D’ailleurs, le maire se demande comment réagirait Québec si la Société de développement de Shawinigan réservait un pareil fiasco sur les terrains d’une autre ancienne papeterie qu’elle possède, ceux de l’ex-Laurentide dans le secteur Grand-Mère.

«Les lois sont mal faites», déplore le maire. «Imaginez-vous si la Ville de Shawinigan avait démoli l’usine, ramassé le métal et foutu le camp à Grand-Mère! Je serais probablement en prison. Mais une entreprise privée le fait et il ne se passe rien. Il y a des responsabilités gouvernementales là-dedans. J’y tiens et je vais insister beaucoup. Que ce soit un parti ou l’autre, je féliciterai la personne qui fera l’annonce, au nom des citoyens de Shawinigan.»

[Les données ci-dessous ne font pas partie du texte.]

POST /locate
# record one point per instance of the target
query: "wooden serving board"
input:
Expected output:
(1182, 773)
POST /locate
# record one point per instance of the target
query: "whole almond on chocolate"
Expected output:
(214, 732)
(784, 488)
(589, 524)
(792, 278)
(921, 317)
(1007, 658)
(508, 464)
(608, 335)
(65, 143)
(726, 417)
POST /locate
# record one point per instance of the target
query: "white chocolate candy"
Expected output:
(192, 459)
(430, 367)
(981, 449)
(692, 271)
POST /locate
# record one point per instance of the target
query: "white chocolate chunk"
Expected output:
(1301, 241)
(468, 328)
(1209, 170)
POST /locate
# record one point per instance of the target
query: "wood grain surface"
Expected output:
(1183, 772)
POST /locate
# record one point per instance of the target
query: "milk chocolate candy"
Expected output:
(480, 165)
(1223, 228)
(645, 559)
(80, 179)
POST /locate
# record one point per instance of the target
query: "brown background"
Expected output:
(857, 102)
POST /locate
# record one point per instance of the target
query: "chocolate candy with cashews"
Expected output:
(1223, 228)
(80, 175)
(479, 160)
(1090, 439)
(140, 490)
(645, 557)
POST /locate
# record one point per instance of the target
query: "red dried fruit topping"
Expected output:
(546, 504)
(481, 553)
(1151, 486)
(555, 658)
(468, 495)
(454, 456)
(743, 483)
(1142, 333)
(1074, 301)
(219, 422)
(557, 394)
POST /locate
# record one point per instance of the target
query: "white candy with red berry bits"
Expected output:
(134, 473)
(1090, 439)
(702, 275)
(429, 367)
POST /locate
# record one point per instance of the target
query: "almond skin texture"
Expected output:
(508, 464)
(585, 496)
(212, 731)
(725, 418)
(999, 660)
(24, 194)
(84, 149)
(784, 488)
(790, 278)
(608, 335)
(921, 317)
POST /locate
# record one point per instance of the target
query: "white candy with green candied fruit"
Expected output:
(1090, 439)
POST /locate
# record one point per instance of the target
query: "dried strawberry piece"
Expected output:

Du côté du MDDELCC, Julien Marcotte, attaché de presse de la ministre Isabelle Melançon, précise qu’une inspection de conformité a été réalisée sur le site pas plus tard que le 22 juin. Cet exercice visait à «établir un portrait complet et à jour de la situation environnementale.»

Difficile d’avancer si le gouvernement prendra finalement en charge cette propriété, comme il l’a annoncé pour Aleris au printemps. Pour le moment, l’avenue des tribunaux semble privilégiée.

«Le dossier est présentement en traitement à la direction des enquêtes pénales», émet M. Marcotte. «Considérant les démarches judiciaires en cours, le MDDELCC ne commentera pas davantage pour ne pas nuire aux procédures. Le MDDELCC n’exclut pas d’entreprendre d’autres recours légaux ou administratifs pour assurer un retour à la conformité environnementale du site de l’ancienne usine Belgo.»